But I knew the basics.

First, start with a couple of bankers; a couple of lines almost certain to get at least a giggle. This calms everyone down, reassures the audience that they are not going to have to worry about you, and then you can drift off into the more bizarre and log winded stories.

Second, even if inside you are shaking like a new and over enthusiastic belly dancer, make sure you exude confidence and calmness. Otherwise your audience will sense your fear. Like animals, they can smell it.

Thirdly, mock the place you are in, or better still, the place nearby that they will all mock. Doesn’t need to be funny; does need to be geographically accurate.

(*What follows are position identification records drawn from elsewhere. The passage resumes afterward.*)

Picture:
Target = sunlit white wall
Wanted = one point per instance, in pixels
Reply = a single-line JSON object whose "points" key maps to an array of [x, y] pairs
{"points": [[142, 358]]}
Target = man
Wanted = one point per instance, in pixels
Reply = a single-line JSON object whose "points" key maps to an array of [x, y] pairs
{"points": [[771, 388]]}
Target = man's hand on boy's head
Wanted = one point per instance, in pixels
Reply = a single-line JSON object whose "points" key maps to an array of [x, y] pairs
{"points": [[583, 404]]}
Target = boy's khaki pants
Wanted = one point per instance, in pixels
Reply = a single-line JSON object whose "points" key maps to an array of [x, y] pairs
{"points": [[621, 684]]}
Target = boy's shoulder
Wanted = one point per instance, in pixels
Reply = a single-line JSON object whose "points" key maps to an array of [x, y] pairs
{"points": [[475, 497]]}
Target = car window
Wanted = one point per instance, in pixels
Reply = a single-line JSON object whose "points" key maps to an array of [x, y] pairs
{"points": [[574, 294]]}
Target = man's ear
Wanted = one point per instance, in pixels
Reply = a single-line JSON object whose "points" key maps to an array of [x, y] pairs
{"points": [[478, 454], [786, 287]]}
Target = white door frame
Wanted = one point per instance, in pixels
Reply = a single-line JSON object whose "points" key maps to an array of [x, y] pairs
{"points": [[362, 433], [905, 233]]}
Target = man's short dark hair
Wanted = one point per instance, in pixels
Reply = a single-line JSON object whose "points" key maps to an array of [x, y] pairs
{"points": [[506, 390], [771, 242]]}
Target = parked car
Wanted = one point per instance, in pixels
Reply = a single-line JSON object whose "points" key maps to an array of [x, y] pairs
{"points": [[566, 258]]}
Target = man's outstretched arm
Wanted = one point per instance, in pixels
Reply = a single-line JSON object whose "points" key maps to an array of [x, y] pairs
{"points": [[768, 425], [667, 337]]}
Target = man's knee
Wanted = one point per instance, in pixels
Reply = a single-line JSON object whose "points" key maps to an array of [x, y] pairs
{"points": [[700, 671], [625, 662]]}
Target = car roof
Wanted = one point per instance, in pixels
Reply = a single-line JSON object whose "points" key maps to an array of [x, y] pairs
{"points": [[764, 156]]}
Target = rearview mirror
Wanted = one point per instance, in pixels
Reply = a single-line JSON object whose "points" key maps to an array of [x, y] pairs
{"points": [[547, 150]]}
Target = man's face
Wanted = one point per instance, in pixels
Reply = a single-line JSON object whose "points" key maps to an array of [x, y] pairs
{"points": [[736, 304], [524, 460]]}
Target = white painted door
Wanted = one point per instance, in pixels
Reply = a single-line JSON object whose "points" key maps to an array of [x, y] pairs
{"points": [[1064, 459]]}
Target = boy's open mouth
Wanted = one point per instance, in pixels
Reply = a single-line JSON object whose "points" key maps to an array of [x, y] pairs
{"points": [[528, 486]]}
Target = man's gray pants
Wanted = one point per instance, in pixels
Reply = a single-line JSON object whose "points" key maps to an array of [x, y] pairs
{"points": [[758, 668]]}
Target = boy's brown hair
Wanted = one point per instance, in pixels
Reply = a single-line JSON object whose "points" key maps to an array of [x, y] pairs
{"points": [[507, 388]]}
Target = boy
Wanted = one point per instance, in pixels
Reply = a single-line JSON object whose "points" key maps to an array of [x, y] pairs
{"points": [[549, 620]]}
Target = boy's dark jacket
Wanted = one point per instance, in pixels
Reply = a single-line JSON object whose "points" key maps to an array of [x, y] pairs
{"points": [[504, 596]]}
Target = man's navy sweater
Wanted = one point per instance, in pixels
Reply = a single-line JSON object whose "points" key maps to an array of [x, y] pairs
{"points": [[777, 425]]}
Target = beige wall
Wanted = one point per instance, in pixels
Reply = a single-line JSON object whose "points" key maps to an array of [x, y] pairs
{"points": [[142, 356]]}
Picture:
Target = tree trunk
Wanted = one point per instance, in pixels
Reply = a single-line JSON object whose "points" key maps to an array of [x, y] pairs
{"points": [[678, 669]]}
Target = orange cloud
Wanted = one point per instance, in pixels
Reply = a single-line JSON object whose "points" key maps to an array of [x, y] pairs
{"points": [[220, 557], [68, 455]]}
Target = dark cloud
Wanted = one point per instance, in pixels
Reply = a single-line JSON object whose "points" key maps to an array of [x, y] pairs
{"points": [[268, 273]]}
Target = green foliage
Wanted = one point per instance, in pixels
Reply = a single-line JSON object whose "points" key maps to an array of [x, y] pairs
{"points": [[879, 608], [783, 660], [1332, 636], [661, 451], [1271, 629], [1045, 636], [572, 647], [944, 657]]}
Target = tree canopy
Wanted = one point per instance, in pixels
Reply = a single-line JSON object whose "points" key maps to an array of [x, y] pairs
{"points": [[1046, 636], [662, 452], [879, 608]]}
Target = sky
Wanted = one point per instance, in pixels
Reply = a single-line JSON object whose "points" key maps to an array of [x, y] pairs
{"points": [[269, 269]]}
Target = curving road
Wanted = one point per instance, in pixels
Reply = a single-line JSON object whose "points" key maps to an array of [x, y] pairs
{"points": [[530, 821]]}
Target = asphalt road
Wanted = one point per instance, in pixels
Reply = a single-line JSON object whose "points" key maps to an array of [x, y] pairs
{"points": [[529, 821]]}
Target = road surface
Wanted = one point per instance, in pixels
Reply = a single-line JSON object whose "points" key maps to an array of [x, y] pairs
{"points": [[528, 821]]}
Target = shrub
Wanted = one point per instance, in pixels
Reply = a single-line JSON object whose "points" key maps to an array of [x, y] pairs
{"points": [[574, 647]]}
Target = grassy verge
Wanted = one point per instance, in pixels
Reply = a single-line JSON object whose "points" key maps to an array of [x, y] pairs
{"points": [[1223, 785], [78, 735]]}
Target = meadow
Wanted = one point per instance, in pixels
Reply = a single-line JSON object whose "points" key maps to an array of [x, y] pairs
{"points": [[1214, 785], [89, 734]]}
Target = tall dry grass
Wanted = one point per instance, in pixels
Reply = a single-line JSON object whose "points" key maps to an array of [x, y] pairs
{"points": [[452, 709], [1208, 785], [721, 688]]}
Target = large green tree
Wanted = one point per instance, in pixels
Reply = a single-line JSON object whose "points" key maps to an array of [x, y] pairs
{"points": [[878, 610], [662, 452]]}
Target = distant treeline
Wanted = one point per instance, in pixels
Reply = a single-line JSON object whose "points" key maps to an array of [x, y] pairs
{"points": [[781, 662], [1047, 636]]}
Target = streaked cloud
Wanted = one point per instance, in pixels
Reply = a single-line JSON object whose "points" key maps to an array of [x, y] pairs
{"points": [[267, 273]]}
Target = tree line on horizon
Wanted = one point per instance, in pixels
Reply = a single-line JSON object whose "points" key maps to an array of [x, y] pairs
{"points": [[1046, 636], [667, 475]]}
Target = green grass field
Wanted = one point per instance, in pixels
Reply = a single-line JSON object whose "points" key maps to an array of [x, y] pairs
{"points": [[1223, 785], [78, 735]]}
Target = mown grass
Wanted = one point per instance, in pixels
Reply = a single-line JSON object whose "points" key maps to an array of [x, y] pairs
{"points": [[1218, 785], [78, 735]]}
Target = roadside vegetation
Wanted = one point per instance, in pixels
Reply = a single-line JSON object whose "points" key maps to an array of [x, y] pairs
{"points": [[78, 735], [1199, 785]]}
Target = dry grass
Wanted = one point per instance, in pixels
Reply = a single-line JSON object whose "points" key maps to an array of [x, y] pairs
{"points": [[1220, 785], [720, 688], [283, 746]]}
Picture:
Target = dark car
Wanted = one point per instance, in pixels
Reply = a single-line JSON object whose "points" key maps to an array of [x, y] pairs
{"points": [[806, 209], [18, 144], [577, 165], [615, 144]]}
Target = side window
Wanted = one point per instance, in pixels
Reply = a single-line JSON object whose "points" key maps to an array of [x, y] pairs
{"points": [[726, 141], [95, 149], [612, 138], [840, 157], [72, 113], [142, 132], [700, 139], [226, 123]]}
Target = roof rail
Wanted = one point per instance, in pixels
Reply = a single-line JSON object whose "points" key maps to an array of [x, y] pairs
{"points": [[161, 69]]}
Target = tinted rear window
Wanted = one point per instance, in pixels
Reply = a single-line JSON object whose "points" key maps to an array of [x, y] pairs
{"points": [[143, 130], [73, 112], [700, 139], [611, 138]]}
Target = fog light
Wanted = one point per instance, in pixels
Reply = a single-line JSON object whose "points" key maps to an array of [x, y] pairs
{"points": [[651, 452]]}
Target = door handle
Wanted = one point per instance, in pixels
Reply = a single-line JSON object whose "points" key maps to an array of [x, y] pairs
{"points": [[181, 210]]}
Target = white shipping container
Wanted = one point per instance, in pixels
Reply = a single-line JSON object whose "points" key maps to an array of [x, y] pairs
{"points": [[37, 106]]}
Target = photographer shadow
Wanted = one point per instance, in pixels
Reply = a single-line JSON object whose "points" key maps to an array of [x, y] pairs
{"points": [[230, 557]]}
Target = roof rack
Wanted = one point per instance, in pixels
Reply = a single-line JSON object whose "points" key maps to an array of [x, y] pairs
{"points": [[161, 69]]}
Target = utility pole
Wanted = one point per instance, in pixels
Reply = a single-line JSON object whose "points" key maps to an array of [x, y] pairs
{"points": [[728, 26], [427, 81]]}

But last week was different. Bridgwater’s Got Talent. A talent contest which I’d been invited to enter. The only comic on the bill, I was surrounded by ludicrously talented young people. I was, literally (and I am using literally literally here) more than twice the age of anyone else on stage. Including the compere.

And being a family gig I couldn’t use my tried and tested material about bodily fluids and the negative consequences of maleness. I also could not swear. To add to the challenge I was on at 745 in the evening with an audience that wasn’t really drinking.

So judge for yourselves, but given the circumstances I was grateful for the polite laughter and not disappointed that I didn’t get the much sought after wave after wave of laughter as one gag segues beautifully into the next and the crescendo of guffaws gradually hits a high point at exactly the right moment. The nirvana for comics; the moment that banishes the self doubt for at least half an hour, or until the valium and vodka kicks in

So thank you Bridgwater; a fun evening and good lesson for me. But I doubt you’ll be devastated to hear that I probably won’t be back! Or if I do return, it’ll be as a belly dancer.